The striped fabric is Raspberry Creek Fabric’s Club French Terry and lined with polar fleece. This French terry has plenty of 4-way stretch and excellent recovery, and the polar fleece lining gives it a bit of structure and that added warmth that’s perfect for colder weather.
This scrunch neck is made with micro fleece from Joann’s, and Cali Fabrics’ hot pink polar fleece. It has a beautiful scrunch even with both layers being fleece. Talk about warm and cozy!
Creating Our Scrunch Neck
First, place your front and back dress pattern pieces together, lining up center fold lines. You will want to measure the neckline from shoulder point to shoulder point, shown below in pink.
Take this measurement and double it, then add 1″ ([length of neckline x 2] + 1″ seam allowance = your neck width). This will be the width of your neck piece. The length is really up to you, as you can make it short and simple, or you can make it long and scrunchy. We chose a scrunchy neck with cozy folds, so our final main neck piece measures 5″ long X 16.5″ wide for a size 4 dress.
If you are making this in the smaller sizes, keep in mind you don’t want the scrunchy neck to cover their faces, so keep it shorter. You will be able to try it on them before attaching it to your dress, so you can always make changes if you need to, especially if it only needs to be shortened.
Alright, so from your fabric, you will cut a neck main and neck lining piece.
Take your main piece and fold it right sides together, matching short raw edges. Sew this seam using a 1/2″ seam allowance. Repeat with your lining piece.
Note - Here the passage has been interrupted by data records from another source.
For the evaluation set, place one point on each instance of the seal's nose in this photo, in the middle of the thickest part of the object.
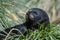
(31, 17)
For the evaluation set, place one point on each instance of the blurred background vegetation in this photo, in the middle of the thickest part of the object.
(12, 12)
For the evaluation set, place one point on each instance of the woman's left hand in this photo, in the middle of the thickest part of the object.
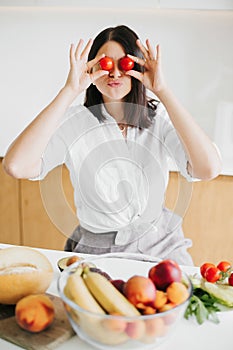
(152, 78)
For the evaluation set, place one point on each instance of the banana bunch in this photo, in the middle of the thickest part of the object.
(93, 292)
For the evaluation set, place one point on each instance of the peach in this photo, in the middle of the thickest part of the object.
(34, 313)
(139, 290)
(117, 325)
(160, 299)
(177, 292)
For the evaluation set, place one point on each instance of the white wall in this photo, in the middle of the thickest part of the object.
(197, 54)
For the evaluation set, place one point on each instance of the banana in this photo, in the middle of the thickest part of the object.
(91, 325)
(77, 291)
(108, 296)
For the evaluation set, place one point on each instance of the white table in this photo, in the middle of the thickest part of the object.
(188, 335)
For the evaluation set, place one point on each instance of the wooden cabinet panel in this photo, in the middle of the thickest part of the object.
(47, 215)
(10, 230)
(208, 218)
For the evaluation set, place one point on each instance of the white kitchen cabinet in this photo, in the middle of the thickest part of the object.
(170, 4)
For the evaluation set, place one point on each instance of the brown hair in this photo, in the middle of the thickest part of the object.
(139, 110)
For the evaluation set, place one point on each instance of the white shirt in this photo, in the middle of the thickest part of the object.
(118, 183)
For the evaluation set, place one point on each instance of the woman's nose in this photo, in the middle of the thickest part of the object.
(115, 72)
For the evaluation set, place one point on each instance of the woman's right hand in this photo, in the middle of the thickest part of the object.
(81, 74)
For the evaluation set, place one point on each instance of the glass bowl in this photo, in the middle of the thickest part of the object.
(105, 331)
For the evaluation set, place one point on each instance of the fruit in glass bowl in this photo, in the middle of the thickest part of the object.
(103, 316)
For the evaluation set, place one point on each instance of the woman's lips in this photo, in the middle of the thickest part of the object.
(114, 84)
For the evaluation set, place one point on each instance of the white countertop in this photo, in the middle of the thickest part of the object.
(188, 334)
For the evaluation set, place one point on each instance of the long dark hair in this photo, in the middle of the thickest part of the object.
(136, 100)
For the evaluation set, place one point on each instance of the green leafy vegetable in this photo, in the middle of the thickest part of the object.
(203, 306)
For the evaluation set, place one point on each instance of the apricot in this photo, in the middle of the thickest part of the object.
(177, 292)
(160, 299)
(167, 306)
(155, 327)
(34, 313)
(72, 260)
(135, 329)
(139, 290)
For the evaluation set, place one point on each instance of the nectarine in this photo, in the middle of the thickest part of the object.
(34, 313)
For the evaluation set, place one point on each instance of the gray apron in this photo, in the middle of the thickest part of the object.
(163, 239)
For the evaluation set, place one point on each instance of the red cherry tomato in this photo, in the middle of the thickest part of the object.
(224, 266)
(204, 267)
(106, 63)
(212, 274)
(126, 63)
(230, 280)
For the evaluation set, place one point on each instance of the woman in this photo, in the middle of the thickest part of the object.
(116, 148)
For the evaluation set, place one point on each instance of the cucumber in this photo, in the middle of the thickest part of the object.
(222, 292)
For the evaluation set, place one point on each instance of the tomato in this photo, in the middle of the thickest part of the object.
(204, 267)
(230, 280)
(212, 274)
(126, 63)
(106, 63)
(224, 266)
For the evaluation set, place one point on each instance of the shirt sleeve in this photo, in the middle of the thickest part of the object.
(56, 151)
(175, 151)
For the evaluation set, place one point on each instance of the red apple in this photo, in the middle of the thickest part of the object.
(140, 290)
(164, 273)
(118, 284)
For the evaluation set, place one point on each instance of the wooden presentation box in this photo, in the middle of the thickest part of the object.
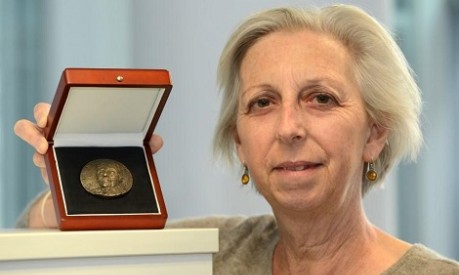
(100, 166)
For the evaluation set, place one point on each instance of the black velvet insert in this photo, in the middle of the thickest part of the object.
(140, 199)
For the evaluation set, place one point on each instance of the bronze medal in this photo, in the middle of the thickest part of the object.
(106, 178)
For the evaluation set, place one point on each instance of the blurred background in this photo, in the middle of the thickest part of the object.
(39, 38)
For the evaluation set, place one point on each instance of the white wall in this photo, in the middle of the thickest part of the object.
(185, 37)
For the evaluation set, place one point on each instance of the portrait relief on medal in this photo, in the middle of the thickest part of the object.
(106, 178)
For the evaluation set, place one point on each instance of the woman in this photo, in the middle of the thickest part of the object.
(318, 106)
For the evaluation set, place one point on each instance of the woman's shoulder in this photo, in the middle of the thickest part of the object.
(422, 260)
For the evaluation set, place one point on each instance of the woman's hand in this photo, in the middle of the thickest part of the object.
(42, 212)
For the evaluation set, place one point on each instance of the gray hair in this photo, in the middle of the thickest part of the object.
(392, 97)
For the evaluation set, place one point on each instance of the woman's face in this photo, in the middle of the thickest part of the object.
(302, 128)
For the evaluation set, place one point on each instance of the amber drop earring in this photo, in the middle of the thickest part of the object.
(371, 174)
(245, 175)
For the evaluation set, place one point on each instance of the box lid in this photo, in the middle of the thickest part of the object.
(91, 105)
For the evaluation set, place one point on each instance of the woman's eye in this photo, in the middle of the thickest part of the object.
(262, 102)
(324, 99)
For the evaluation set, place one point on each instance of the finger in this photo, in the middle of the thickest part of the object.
(156, 142)
(29, 132)
(40, 113)
(39, 160)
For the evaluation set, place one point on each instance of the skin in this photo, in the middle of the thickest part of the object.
(304, 134)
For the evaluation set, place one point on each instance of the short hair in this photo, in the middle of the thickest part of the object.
(391, 95)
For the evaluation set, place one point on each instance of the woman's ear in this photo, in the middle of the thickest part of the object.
(375, 142)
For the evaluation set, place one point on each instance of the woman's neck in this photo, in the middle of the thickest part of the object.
(328, 242)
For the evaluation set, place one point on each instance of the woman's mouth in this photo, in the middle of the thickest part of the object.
(296, 166)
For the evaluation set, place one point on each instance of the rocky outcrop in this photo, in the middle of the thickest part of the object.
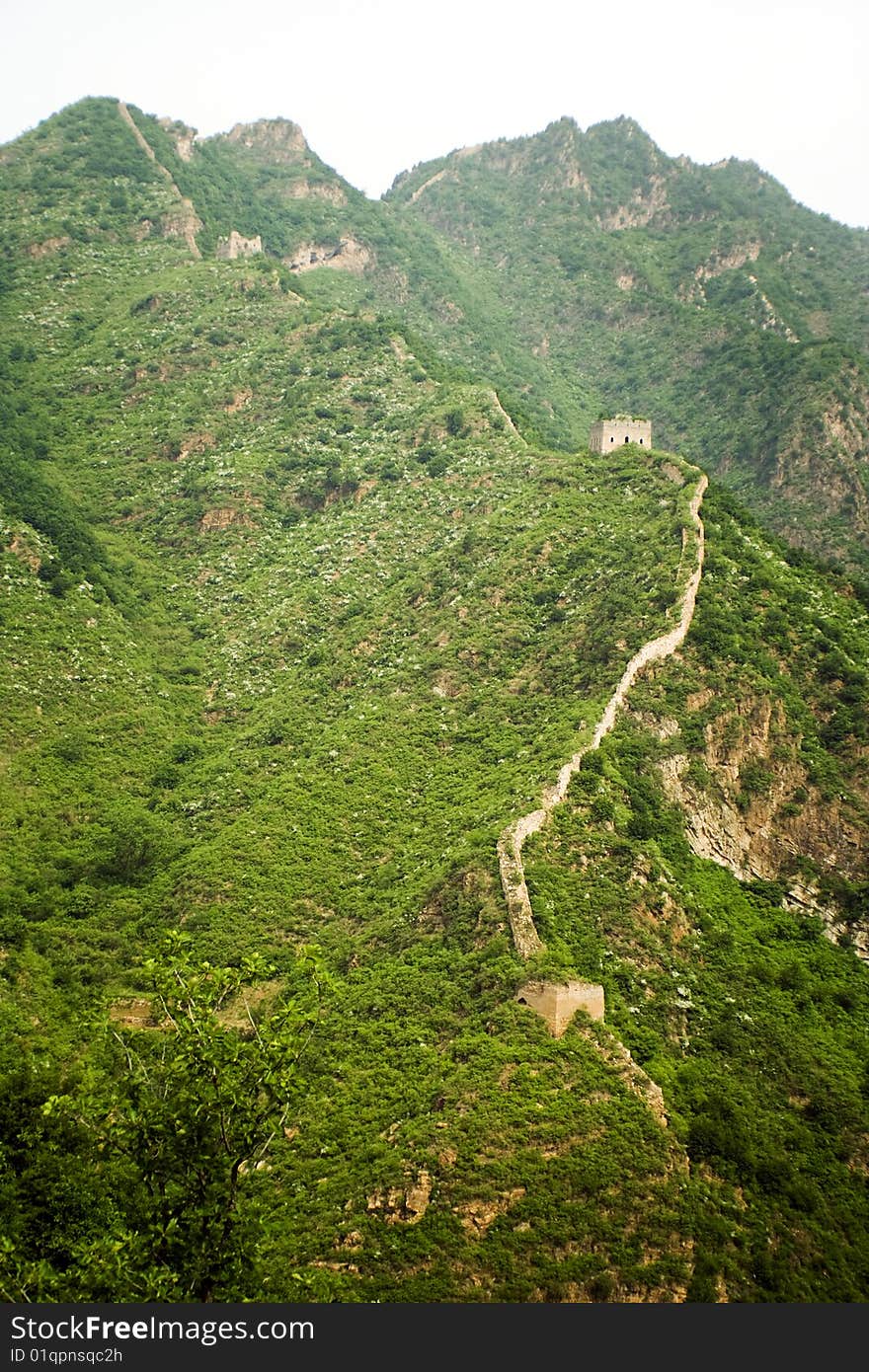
(280, 139)
(183, 137)
(238, 246)
(305, 190)
(510, 844)
(349, 256)
(717, 264)
(183, 221)
(46, 246)
(641, 210)
(760, 815)
(558, 1002)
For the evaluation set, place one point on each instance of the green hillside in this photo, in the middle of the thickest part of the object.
(310, 587)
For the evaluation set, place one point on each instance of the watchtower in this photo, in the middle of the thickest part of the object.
(621, 428)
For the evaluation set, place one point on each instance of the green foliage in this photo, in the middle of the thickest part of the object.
(169, 1126)
(294, 622)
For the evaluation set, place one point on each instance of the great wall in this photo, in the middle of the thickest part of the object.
(558, 1002)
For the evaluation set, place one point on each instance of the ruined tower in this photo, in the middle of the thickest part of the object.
(621, 428)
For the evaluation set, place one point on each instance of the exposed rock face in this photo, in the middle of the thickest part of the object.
(305, 190)
(720, 263)
(46, 246)
(763, 834)
(238, 246)
(183, 137)
(351, 256)
(281, 139)
(827, 465)
(641, 208)
(403, 1206)
(222, 519)
(183, 221)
Turn your lining piece right side out, and slide it into your neck main piece so right sides are facing, and match up the top neckline and back seam.
Sew this seam using a 1/2″ seam allowance.
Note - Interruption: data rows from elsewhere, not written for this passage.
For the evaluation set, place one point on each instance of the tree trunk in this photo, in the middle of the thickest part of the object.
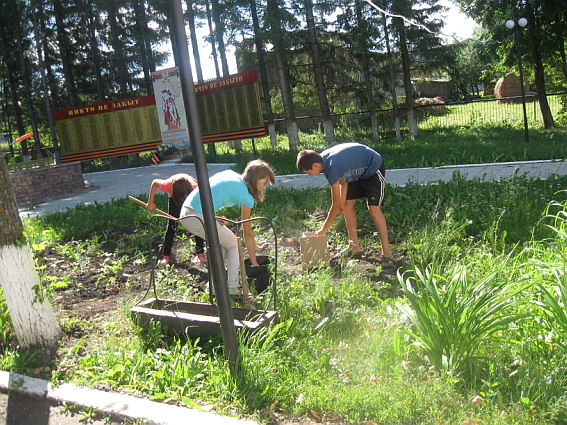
(392, 80)
(212, 37)
(219, 36)
(280, 50)
(11, 70)
(258, 39)
(318, 74)
(141, 35)
(563, 59)
(65, 52)
(194, 44)
(535, 41)
(92, 23)
(6, 118)
(42, 68)
(118, 56)
(51, 78)
(32, 316)
(363, 46)
(410, 107)
(26, 66)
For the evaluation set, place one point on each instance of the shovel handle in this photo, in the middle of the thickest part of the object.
(143, 204)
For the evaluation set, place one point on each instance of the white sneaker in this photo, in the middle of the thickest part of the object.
(235, 291)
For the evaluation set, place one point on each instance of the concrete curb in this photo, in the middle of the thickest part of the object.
(120, 405)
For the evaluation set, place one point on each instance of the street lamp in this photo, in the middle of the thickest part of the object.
(510, 24)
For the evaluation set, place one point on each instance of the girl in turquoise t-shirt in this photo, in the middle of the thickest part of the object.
(227, 189)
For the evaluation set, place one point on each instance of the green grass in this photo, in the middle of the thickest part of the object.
(450, 146)
(494, 250)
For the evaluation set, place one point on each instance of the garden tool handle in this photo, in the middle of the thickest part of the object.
(160, 212)
(246, 296)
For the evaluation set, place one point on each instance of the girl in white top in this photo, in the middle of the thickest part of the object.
(227, 189)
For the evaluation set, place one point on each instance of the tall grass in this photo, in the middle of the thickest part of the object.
(453, 314)
(333, 355)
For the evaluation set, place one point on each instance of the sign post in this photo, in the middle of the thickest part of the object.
(196, 138)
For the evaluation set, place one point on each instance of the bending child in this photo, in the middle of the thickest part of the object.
(177, 187)
(227, 189)
(353, 171)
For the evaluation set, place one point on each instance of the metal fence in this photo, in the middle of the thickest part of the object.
(488, 112)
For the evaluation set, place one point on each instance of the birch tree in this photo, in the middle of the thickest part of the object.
(32, 316)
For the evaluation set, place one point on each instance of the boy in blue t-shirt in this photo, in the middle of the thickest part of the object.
(353, 171)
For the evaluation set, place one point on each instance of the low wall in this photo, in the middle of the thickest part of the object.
(39, 185)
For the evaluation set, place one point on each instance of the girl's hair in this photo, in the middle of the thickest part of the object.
(254, 171)
(181, 188)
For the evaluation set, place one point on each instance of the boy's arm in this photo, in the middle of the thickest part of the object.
(246, 212)
(336, 208)
(150, 205)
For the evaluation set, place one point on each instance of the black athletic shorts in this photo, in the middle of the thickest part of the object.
(372, 188)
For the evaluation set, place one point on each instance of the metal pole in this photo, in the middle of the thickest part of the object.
(216, 265)
(517, 40)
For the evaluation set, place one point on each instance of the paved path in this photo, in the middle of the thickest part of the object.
(106, 185)
(37, 397)
(30, 401)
Pull open, and with wrong side facing you, press your neckline seam well, using a pressing cloth so you don’t melt your fleece.
Turn your neck piece right side out and press using your pressing cloth.
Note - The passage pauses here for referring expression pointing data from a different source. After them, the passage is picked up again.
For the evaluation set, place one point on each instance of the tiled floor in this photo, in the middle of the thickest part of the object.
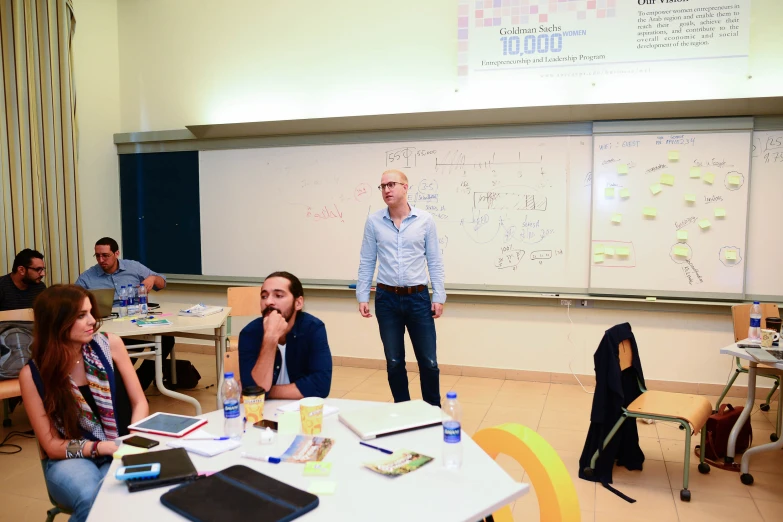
(558, 412)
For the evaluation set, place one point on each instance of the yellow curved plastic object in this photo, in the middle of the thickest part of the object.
(556, 494)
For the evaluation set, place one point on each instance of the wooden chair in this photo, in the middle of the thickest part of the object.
(244, 301)
(10, 388)
(689, 411)
(740, 315)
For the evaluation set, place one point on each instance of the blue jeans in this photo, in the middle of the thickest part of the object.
(395, 313)
(74, 483)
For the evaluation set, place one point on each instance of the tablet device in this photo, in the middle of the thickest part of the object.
(169, 424)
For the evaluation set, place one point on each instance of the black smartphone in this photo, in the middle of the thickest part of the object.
(141, 442)
(266, 423)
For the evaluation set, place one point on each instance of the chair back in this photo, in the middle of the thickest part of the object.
(740, 315)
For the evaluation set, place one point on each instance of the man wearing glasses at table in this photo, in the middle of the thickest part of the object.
(403, 241)
(20, 288)
(113, 272)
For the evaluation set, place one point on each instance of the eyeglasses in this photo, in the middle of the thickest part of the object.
(390, 185)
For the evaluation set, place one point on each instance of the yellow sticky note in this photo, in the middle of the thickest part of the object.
(322, 487)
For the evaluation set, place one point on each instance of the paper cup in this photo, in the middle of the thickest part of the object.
(311, 411)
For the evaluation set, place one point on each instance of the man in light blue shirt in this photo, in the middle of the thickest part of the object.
(113, 272)
(403, 241)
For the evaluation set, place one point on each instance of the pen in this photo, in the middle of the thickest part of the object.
(264, 458)
(376, 447)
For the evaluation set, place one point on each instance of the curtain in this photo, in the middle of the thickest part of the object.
(38, 136)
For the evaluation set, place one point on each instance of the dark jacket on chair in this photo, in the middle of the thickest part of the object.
(613, 391)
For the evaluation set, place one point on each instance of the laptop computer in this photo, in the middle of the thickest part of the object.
(389, 419)
(105, 299)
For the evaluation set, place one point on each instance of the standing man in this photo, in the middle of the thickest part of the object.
(20, 288)
(403, 241)
(113, 272)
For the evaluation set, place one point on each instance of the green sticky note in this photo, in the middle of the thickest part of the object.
(320, 469)
(322, 487)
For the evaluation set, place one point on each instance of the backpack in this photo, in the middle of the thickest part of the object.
(16, 339)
Now is the time to try it on your child to make sure you like the fit. It might be just a bit snug pulling over their heads because it is something of a “turtle neck”, but it shouldn’t be uncomfortable. Also keep in mind the length, especially for the smaller sizes. If it seems too long, simply shorten the bottom raw edges of the neck main and lining pieces until you get your desired length.
Sewing Our Scrunch Neck
Yesterday we completed through step 3 of the New York Minute pattern, sewing the shoulder seams. Now we’re moving on to step 4, finishing the neck. We’re doing it a bit differently if you’re adding the scrunch neck though. First, turn your dress wrong side out and your scrunch neck piece right side out.
Slide your neck piece inside the dress so right sides and raw edges are together, matching the center back of your dress with the neck seam. Also match your center front seam, and divide the other points in half too, so everything matches up. You shouldn’t have to stretch the neck piece at all while sewing in place as everything should match up evenly.
Sew this seam using a 3/8″ seam allowance.
Turn right side out and marvel at the coziness!
Our final version includes inset pockets and a ribbing hemline. The microfleece offers more drape as it’s a lighter weight fleece, yet it’s plenty warm on colder days.
If you find the scrunch neck to be too tight using the above method, you may have to widen the neckline on your pattern piece and make your neck piece wider. You can do this by lowering the front dress neckline up to an 1″, and lower the back a 1/4″, then blend to the shoulder seams (don’t remove anything from the shoulder width). Always make a practice version before you cut into your special fabric when making changes like this to a pattern. Once you have widened the neckline, go back to the beginning of this tutorial to derive the measurements for your new neck piece.
Now finish through to step 5 on page 12 of the pattern to add your sleeves.